Congratulations, Jen! Well-deserved. You work really hard to have an original blog that celebrates mysteries. And, Kaye? Congratulations on your retirement that gives you more time to enjoy mysteries. Thanks for this great idea!
JEN: Thanks so much Lesa. I feel like a giddy school girl over this nomination. I'm trying to act all casual and mature, but really I jump up down and laugh at least a couple times a day still.
Lesa, you have a grand time hanging out in New York. And you might think it's a "librarian geeky thing" but I'm jealous of that tour you get to take. I, too, will be headed to BEA, but she and I will be kinda of crossing paths. Lesa will be there early and I'll be there later, as I've been invited to join a panel at the Book Bloggers Conference on the Friday after BEA. I'm looking forward to that as well as Printer's Row in Chicago the following weekend. Then I'm going to be in need of a hiatus. I think I've traveled more the first half of this year than in the last six years combined.
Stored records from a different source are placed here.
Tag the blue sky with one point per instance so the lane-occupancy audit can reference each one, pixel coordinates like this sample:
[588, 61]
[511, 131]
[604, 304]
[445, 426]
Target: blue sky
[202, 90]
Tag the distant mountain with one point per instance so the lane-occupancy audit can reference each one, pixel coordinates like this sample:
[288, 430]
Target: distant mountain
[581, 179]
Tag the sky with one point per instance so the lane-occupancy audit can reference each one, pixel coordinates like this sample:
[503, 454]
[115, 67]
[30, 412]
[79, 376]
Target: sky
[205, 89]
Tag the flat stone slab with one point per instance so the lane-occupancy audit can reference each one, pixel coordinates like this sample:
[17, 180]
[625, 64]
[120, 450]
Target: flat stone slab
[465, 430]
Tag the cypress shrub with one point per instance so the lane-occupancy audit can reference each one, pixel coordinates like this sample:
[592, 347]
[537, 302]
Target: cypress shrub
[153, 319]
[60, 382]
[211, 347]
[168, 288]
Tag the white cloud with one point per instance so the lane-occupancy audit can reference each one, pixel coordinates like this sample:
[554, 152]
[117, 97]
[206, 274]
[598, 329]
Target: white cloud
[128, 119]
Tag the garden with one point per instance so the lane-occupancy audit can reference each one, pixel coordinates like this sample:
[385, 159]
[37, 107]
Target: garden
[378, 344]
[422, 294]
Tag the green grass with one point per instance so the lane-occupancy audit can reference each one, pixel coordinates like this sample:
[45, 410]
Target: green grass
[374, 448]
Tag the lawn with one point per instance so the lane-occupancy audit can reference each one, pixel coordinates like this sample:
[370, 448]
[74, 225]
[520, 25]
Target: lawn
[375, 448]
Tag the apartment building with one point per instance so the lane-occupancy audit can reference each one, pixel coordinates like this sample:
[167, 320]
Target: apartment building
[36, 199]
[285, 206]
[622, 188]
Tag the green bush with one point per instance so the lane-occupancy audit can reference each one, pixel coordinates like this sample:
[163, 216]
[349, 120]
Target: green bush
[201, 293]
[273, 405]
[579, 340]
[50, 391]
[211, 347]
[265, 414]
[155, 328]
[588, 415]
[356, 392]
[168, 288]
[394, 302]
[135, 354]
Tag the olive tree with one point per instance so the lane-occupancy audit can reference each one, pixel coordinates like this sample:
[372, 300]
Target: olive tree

Bouchercon will be in September this year and will be held in St. Louis. I hope if folks are able to make it they'll do so. It's going to be an incredible celebration of mystery readers, writers, publishers, etc. Plus, I'll be interviewing Val McDermid, so come be my moral support as I interview a woman I greatly admire.
O.k., Kaye, I'll toss it back to you! This has been a real treat. Thanks for the super idea.
KAYE: Jen - HUGE Congratulations, Sweetie, on your Anthony nomination. It is well deserved and I am proud of you beyond words. Enjoy every second of all this - you earned the right to jump up and down and laugh. And if you didn't do that I'd have to give you a shake!
You guys have fun in New York and all your other travels.
I'm going to be missing all the mystery cons this year and using all our pennies for a very special vacation with Donald to celebrate our 25th wedding anniversary. But - I hope to be back on the trail next year and seeing both of you - Good Lord willing and the creek don't rise, as we say here in the south.
This has been a bunch of fun - thanks, gals, for taking time out of your busy schedules to have a little chat.
Kaye, Lesa and I hope you enjoyed our chat as much as we enjoyed chatting. Remember, feel free to add your own responses to the comments. We'd love for you all to join in as well.